In größeren Förderprojekten kommt man um das Thema Evaluation meist ohnehin nicht herum: Evaluation gehört immer häufiger zu den vom Mittelgeber vorgesehenen Arbeitspaketen. Zudem können Evaluationsergebnisse als Argument für Anschlussfinanzierungen dienen und helfen, E-Learning Angebote kontinuierlich zu verbessern und nachhaltig in der Hochschule zu verankern.

Doch was ist unter Evaluation zu verstehen? In der Praxis reicht das Spektrum von hoch kontrollierten experimentellen Laborstudien bis zu Erfahrungsaufzeichnungen und Feldbeobachten. Auch in der Theorie ist der Evaluationsbegriff strittig. Eine allgemeingültige Bestimmung des Begriffs "Evaluation" gibt es nicht. Wir legen eine Begriffsbestimmung zugrunde, die im Kontext des Ansatzes der Qualitätssicherung von Bildungsangeboten geprägt wurde (vgl. Friedrich et al., 1997):

Evaluation ist die systematische und zielgerichtete Sammlung, Analyse und Bewertung von Daten zur Qualitätssicherung und Qualitätskontrolle. Sie gilt der Beurteilung von Planung, Entwicklung, Gestaltung und Einsatz von Bildungsangeboten bzw. einzelner Maßnahmen dieser Angebote (Methoden, Medien, Programme, Programmteile) unter den Aspekten von Qualität, Funktionalität, Wirkungen, Effizienz und Nutzen.

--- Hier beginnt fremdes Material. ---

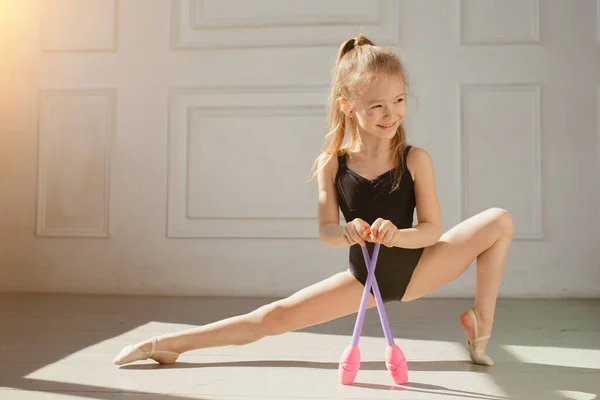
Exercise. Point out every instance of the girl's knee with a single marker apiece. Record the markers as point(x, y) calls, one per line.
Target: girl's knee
point(503, 220)
point(272, 320)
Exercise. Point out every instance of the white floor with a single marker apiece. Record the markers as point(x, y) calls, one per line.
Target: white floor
point(61, 347)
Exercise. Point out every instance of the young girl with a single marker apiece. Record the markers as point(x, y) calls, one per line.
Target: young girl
point(377, 180)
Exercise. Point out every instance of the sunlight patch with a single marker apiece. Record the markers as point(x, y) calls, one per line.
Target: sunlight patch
point(559, 356)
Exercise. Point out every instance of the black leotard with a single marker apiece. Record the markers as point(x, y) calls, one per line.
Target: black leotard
point(359, 197)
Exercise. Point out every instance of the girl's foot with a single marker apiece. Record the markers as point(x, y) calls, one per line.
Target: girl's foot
point(472, 323)
point(146, 350)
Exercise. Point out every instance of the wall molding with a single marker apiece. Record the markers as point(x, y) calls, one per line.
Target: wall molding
point(44, 100)
point(189, 31)
point(309, 101)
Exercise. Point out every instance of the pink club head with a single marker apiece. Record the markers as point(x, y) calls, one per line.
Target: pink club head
point(349, 365)
point(396, 364)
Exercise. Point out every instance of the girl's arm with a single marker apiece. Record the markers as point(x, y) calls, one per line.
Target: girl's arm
point(330, 231)
point(429, 229)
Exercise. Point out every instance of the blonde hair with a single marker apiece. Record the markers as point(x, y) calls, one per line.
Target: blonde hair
point(359, 63)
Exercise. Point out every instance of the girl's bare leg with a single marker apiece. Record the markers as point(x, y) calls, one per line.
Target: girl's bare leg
point(324, 301)
point(486, 236)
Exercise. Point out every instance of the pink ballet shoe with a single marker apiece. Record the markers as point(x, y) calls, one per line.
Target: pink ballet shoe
point(132, 353)
point(396, 364)
point(349, 365)
point(478, 355)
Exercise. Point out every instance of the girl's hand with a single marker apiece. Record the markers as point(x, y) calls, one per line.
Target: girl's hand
point(357, 231)
point(385, 232)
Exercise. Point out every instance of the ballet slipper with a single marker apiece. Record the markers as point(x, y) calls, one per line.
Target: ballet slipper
point(132, 353)
point(478, 355)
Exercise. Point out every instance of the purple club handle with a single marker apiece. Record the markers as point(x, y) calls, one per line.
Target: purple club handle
point(387, 331)
point(363, 302)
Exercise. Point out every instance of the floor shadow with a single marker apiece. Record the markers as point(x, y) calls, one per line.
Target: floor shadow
point(90, 320)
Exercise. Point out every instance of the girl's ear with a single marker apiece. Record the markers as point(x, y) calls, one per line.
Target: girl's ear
point(345, 106)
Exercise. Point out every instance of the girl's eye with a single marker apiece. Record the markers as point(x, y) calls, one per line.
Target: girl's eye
point(399, 101)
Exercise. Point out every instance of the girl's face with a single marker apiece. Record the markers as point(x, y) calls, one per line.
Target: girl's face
point(381, 110)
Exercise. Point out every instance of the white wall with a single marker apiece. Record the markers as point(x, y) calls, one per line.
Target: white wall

In den Vertiefungen geben wir einen Überblick zu verschiedenen Ansätzen und Methoden der Evaluation von digitalen Medien in der Lehre. 

  • Im Bereich Planung werden allgemeine Überlegungen zur Evaluation angestellt und vertiefende Informationen zur Evaluation in der Konzeptions-, Entwicklungs- und Einsatzphase gegeben.
  • Im Bereich Methoden werden Aspekte der Untersuchungsplanung behandelt. Die Kurzdarstellung einiger in der Evaluation gebräuchlicher Instrumente soll als Orientierungs- und Entscheidungshilfe dienen.
  • Der Bereich Hintergrund führt in zentrale theoretische Positionen und Konzepte rund um das Thema Evaluation ein.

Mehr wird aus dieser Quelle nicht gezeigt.